In Memory Computing a Solution to the Von Neumann Bottleneck

Graduate Seminar | In-Memory Computing : A Solution to the Von Neumann bottleneck

Sylvain EUDIER Union College

MSCS Candidate

- Graduate Seminar -

In-Memory Computing:

A Solution To The Von Neumann Bottleneck

Winter 2004

I. Introduction to a new architecture:

1. The von Neumann architecture:

Today’s computers are all based on the von Neumann architecture and it is important to understand this concept for the rest of this paper.

A computer as we see it, is actually a von Neumann machine in which lies 3 parts:

- a central processing unit, also called the C.P.U.,

- a store, usually the R.A.M.

- a connecting tube that will transmit a word of data between the store and the CPU or and address.

J.W Backus proposed to call this tube the von Neumann bottleneck :`The task of a program is to change the store in a major way; when one considers that this task must be accomplished entirely by pumping single words back and forth through the von Neumann bottleneck, the reason for its name becomes clear.'

We can naturally wonder: what is the influence of the von Neumann bottleneck on today’s architectures? We will shed light on this in the following paragraph.
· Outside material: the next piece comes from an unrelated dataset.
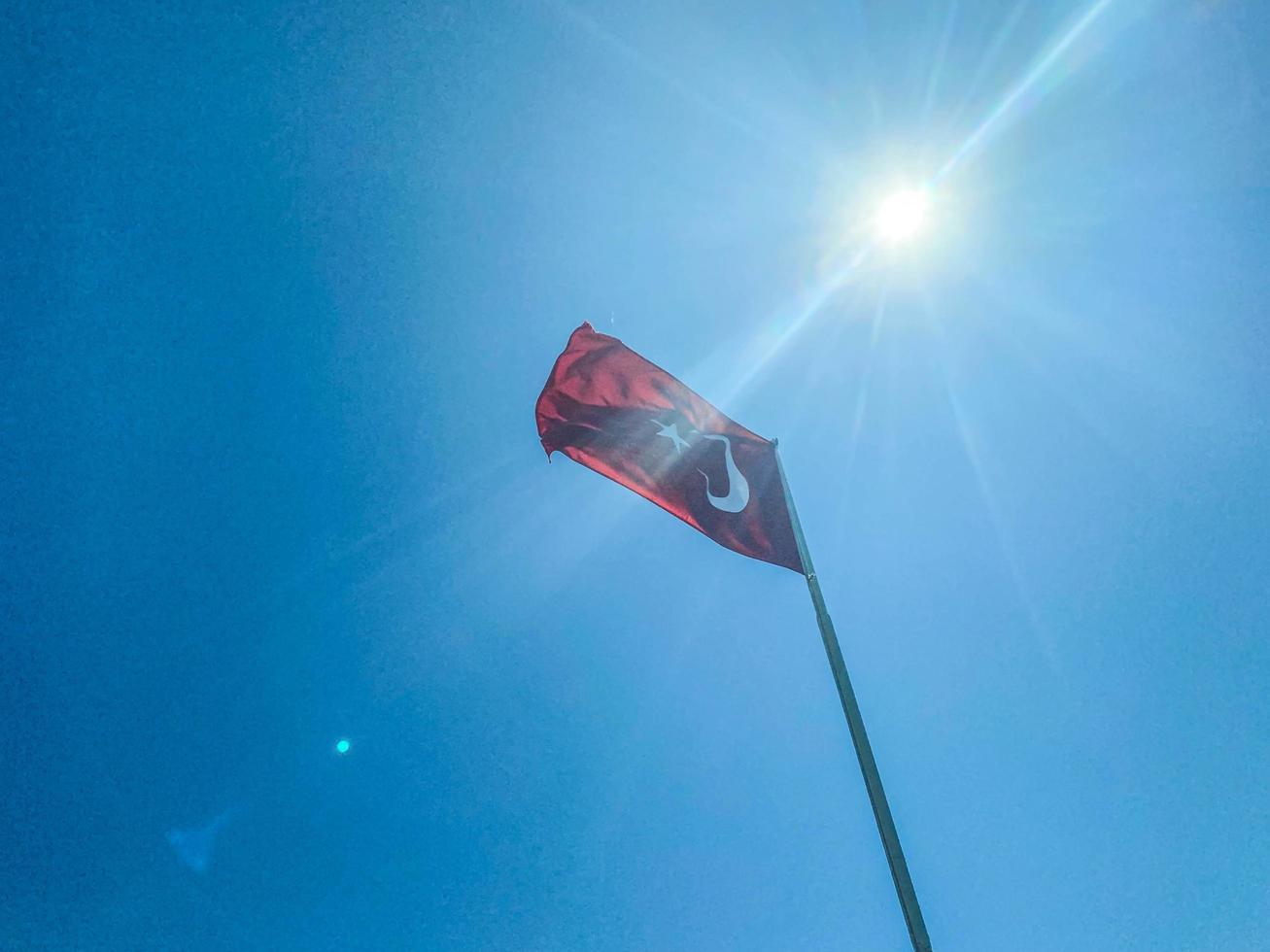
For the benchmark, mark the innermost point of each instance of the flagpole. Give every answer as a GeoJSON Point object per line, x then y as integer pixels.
{"type": "Point", "coordinates": [860, 739]}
2. A little bit of history:

During many years, processors performances have been doubling every 18 to 24 months, closely following Moore’s law[1]. This increase in performances has been possible because the die sizes increased as well. As a consequence, increasing the die implies to increase the maximal distance between two random points on the processor, clock-cycles speaking.

To solve this problem pipelining has been invented and used widely. However, such a solution also has a counterpart: it increases some latencies such that cache access, brings a negative impact on the branch prediction (if a prediction ends up being false, the whole pipelined instructions has to be processed backward) and obviously complexifies the processor design.

A second major problem in today’s architecture is the growing gap between processor speeds and memory speeds. While the former saw its performance increasing by 66% a year, the latter only increased its performances by 7% a year (basically bandwidth). This has created a problem for data-intensive applications.

3. Some solutions

To bridge these growing gaps, many methods have been proposed:

On the processor side:

- Caching: Caching has been the most widely used technique to reduce this gap. The idea is to store useful data (usually based on the number of access to a location) into a very fast and small memory with higher bandwidth to provide fast access to this particular information without having to looking in the main memory (a lot slower but also bigger).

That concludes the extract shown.